Gestern wurden neue Vorwürfe gegen Wulff laut: Nach Informationen der "Bild" soll der niedersächsische Unternehmer Carsten Maschmeyer Zeitungsanzeigen bezahlt haben, mit denen im Herbst 2007 während des niedersächsischen Landtagswahlkampfs für das Buch "Besser die Wahrheit" von Wulff geworben wurde. Maschmeyer habe die Rechnung für die Werbung zu dem Interview-Buch in Höhe von 42 731,71 Euro aus seinem Privatvermögen beglichen. Das Interview-Buch, in dem Wulff sein privates und politisches Leben beschreibt, sei ein wichtiges Instrument des CDU-Wahlkampfes gewesen, schreibt die Zeitung: Die Partei habe seinerzeit einige tausend Exemplare gekauft und als Wahlwerbung verschenkt.

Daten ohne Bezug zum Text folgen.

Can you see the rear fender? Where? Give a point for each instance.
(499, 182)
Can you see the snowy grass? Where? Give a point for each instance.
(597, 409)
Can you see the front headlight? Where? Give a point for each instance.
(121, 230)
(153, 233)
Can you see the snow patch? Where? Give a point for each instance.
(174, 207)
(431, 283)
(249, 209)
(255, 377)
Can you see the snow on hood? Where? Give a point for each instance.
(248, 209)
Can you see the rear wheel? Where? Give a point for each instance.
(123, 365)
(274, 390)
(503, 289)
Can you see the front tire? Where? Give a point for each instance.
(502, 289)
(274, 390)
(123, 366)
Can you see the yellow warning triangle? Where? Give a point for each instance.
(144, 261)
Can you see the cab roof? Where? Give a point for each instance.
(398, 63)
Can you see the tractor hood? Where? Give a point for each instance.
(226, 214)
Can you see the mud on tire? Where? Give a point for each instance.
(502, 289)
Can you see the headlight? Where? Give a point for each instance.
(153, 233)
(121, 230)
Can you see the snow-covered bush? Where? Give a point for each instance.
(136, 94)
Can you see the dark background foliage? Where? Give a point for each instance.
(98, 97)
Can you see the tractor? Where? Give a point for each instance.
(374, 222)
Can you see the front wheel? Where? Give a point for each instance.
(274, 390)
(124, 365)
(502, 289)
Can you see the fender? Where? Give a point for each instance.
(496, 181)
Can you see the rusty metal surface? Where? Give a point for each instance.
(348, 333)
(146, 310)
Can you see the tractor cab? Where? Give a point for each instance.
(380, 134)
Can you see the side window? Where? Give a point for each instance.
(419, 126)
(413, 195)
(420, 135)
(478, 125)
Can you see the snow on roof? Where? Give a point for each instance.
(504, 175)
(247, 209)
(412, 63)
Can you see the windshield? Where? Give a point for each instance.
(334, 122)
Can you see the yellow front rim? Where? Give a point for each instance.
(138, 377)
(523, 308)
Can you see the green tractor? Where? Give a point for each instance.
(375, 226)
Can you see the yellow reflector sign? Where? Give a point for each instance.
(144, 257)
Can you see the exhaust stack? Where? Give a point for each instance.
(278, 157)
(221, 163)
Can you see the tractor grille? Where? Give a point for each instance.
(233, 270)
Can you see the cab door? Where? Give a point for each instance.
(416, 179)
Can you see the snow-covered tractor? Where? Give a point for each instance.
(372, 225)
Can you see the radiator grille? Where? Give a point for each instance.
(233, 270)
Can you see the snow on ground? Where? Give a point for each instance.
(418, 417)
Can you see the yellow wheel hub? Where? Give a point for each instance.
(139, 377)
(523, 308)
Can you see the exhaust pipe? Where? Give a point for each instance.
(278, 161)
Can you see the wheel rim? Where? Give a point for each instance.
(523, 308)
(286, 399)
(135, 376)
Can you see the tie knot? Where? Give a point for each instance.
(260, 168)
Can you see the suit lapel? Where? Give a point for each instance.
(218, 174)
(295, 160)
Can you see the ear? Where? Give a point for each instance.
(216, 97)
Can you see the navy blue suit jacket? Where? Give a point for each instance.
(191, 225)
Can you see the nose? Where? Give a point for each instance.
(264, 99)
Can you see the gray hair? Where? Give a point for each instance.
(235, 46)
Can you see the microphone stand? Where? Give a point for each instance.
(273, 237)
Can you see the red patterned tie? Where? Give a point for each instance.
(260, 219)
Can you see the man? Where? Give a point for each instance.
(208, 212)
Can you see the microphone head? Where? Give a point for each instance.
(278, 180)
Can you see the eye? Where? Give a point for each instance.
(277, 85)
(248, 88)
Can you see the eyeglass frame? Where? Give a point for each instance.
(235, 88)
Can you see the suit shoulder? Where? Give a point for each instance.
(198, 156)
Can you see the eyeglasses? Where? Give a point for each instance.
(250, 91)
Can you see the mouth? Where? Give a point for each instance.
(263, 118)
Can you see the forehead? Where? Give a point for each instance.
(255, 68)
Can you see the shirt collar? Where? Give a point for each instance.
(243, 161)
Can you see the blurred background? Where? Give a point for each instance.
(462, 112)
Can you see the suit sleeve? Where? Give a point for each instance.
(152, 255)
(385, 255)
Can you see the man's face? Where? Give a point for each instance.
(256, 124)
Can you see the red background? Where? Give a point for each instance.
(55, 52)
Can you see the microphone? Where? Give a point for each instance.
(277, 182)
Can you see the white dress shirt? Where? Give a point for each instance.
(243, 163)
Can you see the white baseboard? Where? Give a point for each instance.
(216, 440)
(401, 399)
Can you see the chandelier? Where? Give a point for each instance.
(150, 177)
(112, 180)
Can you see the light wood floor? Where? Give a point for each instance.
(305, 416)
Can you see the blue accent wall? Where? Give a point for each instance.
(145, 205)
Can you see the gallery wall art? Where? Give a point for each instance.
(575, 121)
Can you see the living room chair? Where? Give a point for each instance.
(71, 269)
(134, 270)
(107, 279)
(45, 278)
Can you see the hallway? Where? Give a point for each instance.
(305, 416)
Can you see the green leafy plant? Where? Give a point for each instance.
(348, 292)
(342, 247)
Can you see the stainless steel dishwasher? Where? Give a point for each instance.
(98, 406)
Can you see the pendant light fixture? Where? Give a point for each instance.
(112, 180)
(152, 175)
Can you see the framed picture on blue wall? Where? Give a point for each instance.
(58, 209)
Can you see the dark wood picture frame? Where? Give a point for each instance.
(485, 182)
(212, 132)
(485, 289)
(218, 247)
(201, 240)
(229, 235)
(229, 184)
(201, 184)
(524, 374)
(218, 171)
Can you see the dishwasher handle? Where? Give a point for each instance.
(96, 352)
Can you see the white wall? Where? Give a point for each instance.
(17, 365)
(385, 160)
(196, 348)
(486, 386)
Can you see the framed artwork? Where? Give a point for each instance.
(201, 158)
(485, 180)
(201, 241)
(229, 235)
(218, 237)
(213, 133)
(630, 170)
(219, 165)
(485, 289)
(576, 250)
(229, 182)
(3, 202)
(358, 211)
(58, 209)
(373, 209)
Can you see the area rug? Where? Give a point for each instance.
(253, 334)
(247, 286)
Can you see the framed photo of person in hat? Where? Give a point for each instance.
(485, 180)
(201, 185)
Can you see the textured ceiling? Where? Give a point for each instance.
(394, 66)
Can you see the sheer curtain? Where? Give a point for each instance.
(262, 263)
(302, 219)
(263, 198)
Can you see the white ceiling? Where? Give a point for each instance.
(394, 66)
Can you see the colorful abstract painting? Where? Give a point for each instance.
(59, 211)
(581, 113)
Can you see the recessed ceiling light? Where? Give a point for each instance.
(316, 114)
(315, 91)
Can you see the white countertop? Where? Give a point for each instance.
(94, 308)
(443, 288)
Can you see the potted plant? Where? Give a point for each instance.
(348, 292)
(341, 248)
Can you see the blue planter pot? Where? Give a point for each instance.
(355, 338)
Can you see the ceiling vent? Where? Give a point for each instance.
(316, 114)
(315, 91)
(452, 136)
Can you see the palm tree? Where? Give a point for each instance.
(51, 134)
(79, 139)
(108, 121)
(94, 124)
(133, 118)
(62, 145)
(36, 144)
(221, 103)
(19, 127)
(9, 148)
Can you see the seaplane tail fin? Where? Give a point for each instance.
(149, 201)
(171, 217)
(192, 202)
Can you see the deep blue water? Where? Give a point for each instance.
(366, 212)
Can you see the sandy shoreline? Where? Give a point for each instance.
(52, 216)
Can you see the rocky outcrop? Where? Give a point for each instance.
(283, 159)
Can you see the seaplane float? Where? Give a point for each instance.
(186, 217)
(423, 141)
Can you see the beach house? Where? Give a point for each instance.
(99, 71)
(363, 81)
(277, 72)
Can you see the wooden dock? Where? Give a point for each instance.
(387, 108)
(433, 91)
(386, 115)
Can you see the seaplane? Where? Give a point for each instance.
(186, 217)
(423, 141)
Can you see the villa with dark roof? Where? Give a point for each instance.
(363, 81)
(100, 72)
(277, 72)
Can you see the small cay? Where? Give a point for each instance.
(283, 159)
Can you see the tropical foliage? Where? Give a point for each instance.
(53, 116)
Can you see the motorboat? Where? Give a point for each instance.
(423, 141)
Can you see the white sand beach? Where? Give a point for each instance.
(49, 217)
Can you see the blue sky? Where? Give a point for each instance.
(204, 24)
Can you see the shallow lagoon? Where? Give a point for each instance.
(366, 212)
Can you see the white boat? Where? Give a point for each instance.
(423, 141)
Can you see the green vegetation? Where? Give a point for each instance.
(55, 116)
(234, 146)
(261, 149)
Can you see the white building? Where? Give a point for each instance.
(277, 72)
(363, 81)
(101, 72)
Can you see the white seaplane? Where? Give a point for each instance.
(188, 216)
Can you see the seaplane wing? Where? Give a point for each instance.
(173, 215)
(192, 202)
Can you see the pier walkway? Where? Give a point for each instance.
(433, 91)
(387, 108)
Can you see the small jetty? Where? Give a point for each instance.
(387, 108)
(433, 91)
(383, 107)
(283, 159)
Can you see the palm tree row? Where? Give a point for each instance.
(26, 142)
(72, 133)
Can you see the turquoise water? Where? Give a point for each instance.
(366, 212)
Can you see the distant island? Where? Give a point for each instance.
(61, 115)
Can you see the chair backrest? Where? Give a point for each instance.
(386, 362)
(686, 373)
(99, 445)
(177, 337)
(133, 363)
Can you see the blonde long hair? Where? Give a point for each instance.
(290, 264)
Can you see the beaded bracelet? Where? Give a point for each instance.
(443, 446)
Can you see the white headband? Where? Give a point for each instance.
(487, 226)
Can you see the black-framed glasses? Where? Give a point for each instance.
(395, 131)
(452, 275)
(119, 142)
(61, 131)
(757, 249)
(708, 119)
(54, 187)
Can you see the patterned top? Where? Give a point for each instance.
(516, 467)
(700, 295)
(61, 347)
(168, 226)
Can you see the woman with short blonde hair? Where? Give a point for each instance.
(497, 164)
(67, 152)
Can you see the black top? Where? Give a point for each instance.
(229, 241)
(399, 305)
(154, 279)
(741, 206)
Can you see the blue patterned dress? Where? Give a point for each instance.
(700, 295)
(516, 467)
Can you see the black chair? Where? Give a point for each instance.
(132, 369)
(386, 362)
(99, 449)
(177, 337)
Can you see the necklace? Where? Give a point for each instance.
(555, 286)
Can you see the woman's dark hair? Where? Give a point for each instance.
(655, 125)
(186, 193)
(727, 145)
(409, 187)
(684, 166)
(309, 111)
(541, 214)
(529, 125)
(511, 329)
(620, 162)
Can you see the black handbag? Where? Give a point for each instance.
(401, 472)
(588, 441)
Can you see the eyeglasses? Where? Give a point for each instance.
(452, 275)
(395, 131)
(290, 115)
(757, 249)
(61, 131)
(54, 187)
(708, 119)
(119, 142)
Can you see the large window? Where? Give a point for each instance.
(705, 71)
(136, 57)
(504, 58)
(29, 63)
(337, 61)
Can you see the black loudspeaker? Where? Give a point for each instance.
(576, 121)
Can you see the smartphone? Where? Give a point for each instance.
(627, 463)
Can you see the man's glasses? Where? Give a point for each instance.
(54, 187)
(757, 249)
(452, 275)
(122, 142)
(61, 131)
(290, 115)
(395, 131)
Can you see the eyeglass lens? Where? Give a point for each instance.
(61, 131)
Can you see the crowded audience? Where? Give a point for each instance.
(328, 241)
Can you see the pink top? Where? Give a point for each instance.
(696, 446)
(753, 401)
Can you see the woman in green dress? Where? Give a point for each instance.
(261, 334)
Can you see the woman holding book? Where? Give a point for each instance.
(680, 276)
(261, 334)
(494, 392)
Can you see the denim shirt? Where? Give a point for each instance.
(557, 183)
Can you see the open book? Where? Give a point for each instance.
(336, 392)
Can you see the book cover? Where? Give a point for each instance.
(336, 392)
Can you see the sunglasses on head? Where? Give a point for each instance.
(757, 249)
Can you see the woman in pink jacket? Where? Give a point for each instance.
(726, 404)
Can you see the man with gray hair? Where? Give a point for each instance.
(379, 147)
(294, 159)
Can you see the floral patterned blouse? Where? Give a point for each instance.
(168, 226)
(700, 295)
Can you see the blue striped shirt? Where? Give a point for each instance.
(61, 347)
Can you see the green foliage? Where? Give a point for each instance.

Heute könnte es ohnehin ernst werden für Wulff. In einer kurzfristig einberufenen Sitzung wird sich der 17-köpfige Ältestenrat des Niedersächsischen Landtags mit seinem Fall beschäftigen. Hier geht es auch um die Frage, ob Wulff gegen das Niedersächsische Ministergesetz verstoßen hat. Danach sind Geschenke an Regierungsmitglieder nur in Ausnahmen zulässig. Nicht erlaubt sind Vergünstigungen, wenn es einen Bezug zum Amt gibt. In Wulffs Fall könnte dies auf die kostenlosen Unterkünfte bei Freunden und den zinsgünstigen Kredit zutreffen.